Should we say $0.\bar9$ *can* equal $1$ also in the hyperreals?

Question

Consider the sequence $R_n$ of repunits, defined as $\displaystyle\frac{10^n-1}{9}$. We have $$\frac{R_{n+1}}{R_n}=\frac{9}{9} \frac{10^{n+1}-1}{10^n -1}=\frac{10^{n+1}-1}{10^n -1}=\frac{\overbrace{99\cdots99}^{n \ \text{nines}}}{\underbrace{99\cdots99}_{n-1 \ \text{nines}}}=\frac{100\cdots009-10}{\underbrace{99\cdots9}_{n-1 \ \text{nines}}}=10.\overline{00\cdots09},$$ (where the first sequence of zeros contains $n$ of them and the second $n-1$), and thus $$\frac{R_2}{R_1}=\frac{99}{9}=11\cdot\frac99=10.\bar9. $$Let $n.d_0d_1d_2\cdots;\cdots d_{H-1}d_{H}d_{H+1}\cdots$ be the decimal representation of a hyperreal number between $n$ and $n+1$. To the left of the semicolon one finds the standard decimal part, the non-standard one to the right of it.

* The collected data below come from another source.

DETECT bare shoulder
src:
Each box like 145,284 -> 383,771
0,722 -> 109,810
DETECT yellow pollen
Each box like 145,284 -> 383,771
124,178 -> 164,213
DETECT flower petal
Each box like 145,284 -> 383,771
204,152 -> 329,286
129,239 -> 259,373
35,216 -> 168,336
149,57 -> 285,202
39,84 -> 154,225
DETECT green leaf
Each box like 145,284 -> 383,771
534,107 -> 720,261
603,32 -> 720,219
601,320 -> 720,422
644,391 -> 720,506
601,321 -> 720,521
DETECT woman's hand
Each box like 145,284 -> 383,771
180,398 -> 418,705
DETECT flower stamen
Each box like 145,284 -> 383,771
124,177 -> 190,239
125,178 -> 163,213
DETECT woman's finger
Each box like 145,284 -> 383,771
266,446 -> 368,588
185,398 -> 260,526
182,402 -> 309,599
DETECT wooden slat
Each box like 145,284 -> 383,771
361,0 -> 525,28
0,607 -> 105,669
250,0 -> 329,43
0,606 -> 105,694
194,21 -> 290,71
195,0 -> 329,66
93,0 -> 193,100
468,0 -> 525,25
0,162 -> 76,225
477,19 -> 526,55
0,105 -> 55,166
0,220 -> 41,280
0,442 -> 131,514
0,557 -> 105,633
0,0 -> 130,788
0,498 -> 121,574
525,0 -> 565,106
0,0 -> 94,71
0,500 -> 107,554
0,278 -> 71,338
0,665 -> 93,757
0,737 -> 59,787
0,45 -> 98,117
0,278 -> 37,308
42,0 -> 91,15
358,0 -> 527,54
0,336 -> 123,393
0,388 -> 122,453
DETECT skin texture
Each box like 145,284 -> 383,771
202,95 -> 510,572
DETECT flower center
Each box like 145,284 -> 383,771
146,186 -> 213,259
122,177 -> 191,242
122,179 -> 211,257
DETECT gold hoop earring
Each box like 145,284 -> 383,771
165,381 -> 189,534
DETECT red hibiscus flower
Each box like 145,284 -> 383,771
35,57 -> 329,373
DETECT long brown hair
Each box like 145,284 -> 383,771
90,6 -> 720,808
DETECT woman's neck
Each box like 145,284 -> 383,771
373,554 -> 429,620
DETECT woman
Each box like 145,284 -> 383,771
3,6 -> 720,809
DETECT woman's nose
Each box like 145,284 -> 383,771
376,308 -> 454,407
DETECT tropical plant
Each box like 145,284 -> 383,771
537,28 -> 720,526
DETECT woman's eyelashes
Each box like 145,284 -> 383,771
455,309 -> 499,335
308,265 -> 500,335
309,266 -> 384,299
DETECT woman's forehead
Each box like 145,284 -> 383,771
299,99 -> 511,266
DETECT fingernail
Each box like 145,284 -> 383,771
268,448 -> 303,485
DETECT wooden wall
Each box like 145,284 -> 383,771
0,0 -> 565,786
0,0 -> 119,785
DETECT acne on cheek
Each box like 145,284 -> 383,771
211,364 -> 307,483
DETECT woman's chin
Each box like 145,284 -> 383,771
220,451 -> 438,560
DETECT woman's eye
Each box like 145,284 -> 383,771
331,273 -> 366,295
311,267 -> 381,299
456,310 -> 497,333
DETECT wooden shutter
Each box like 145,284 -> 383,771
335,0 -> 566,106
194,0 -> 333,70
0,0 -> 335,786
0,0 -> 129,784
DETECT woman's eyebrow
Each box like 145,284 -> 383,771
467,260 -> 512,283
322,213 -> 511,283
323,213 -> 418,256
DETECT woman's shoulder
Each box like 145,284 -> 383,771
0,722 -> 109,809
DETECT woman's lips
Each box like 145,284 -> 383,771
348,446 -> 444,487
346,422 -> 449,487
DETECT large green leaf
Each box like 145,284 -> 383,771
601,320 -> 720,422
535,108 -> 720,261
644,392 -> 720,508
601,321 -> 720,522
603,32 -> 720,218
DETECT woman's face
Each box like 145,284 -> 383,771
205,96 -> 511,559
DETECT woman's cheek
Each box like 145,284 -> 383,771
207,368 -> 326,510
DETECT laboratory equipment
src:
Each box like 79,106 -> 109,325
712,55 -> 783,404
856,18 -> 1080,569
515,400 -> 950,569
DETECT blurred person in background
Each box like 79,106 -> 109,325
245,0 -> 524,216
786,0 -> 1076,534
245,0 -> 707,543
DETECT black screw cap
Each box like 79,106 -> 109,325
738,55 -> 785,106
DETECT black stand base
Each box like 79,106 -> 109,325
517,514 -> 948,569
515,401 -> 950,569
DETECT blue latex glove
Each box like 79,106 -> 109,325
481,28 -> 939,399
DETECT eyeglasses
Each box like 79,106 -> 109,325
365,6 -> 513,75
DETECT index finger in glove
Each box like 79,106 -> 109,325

Since we do not want $\frac99<1$, isn't the equality above an argument for the representation $n.999\cdots;\cdots999\cdots$, perhaps more succintly expressable as $n.\overset{\infty}{\bar9}$, of $n+1$? Then again, how does that combine with the non-existence of $0.000\cdots;\cdots999\cdots$ (all the digits after the semicolon are nines)? Do we need to deny the existence of $0.999\cdots;\cdots000\cdots$?